Suara ketukan di pintu terdengar ketika Teo baru saja membuka laptopnya.
"Iya, silahkan masuk!"
Sosok Dika muncul dari balik sana begitu pintu dibuka. "Selamat pagi, Pak Dokter," katanya kemudian masuk ke dalam dan menutup pintu kembali. Dika datang seorang diri dengan membawa tas tenteng kecil. "Lagi sibuk, Pak?"
"Astaga, Dika! Gue kira siapa." Teo langsung bangkit dari kursi dan menghampiri Dika, ia memeluk sahabatnya dengan singkat. "Lo kok dateng tiba-tiba, tumben banget. Ada apaan nih? Kangen gue ya?" tanya pria itu secara beruntun lalu tertawa. Dika memutar bola matanya malas.
"Ya siapa coba yang dihubungin gak pernah bales?" tanya Dika balik. "Gue ke sini karena mikir lo sibuk banget sampe gak bales pesan gue sama sekali dari beberapa hari yang lalu. Gue khawatir lah."
Benar juga. Teo seperti lupa bahwa dirinya memiliki ponsel belakangan ini, padahal waktu itu Samuel sudah memberitahunya jika Dika mencoba menghubungi tapi dia lagi-lagi lupa untuk mengecek ponsel. Kegunaan ponselnya kini hanya untuk menerima panggilan dari ayahnya mengenai pekerjaan kantor---astaga Teo langsung teringat dengan Varel jika sudah menyebut 'kantor'.

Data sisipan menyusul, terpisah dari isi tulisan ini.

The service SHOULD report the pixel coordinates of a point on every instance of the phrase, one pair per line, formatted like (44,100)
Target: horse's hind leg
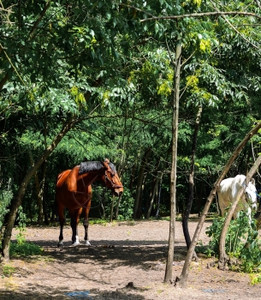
(61,220)
(86,211)
(75,217)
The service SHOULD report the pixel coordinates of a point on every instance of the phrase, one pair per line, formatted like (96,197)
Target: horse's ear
(106,163)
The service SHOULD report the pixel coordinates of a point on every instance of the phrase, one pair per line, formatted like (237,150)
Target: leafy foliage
(242,241)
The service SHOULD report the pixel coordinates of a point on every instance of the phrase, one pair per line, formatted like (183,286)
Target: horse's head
(111,178)
(251,193)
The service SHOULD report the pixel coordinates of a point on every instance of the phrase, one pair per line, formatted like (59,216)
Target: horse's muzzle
(118,192)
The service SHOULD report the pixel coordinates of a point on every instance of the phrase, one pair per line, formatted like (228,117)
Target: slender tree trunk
(173,175)
(154,192)
(159,195)
(17,201)
(184,275)
(153,196)
(187,210)
(138,200)
(223,258)
(39,191)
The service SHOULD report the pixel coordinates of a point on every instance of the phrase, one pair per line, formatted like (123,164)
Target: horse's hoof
(87,243)
(75,244)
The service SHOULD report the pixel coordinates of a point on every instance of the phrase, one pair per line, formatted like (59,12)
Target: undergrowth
(242,242)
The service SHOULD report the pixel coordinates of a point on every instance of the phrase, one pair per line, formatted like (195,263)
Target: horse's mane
(89,166)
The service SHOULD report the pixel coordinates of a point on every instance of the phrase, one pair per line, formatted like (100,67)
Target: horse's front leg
(62,221)
(75,217)
(86,211)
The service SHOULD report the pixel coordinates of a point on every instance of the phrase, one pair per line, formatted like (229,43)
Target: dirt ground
(126,261)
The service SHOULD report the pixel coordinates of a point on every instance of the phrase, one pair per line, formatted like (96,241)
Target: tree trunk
(187,210)
(154,192)
(137,207)
(17,201)
(184,275)
(223,258)
(173,174)
(153,196)
(159,195)
(39,191)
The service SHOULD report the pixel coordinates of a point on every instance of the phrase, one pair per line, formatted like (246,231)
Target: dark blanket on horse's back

"Teo?" Dika menyentuh lengan Teo, mencoba menyadarkan pria itu dari lamunannya. "Lo kok diem? Lagi sakit?" tanyanya sambil mengernyitkan dahi. Tatapan Dika lalu tertuju pada pakaian yang Teo kenakan.
KAMU SEDANG MEMBACA
Someone From The Past
عاطفية(21+) bxb mature content. *** Teo pikir setelah kepergian tiba-tiba pria itu, sekarang dia sudah bisa lepas dan hidup bebas. Namun nyatanya, setelah hampir enam tahun tidak bertemu, pria itu justru kembali menampakkan dirinya. Tentu saja dengan bany...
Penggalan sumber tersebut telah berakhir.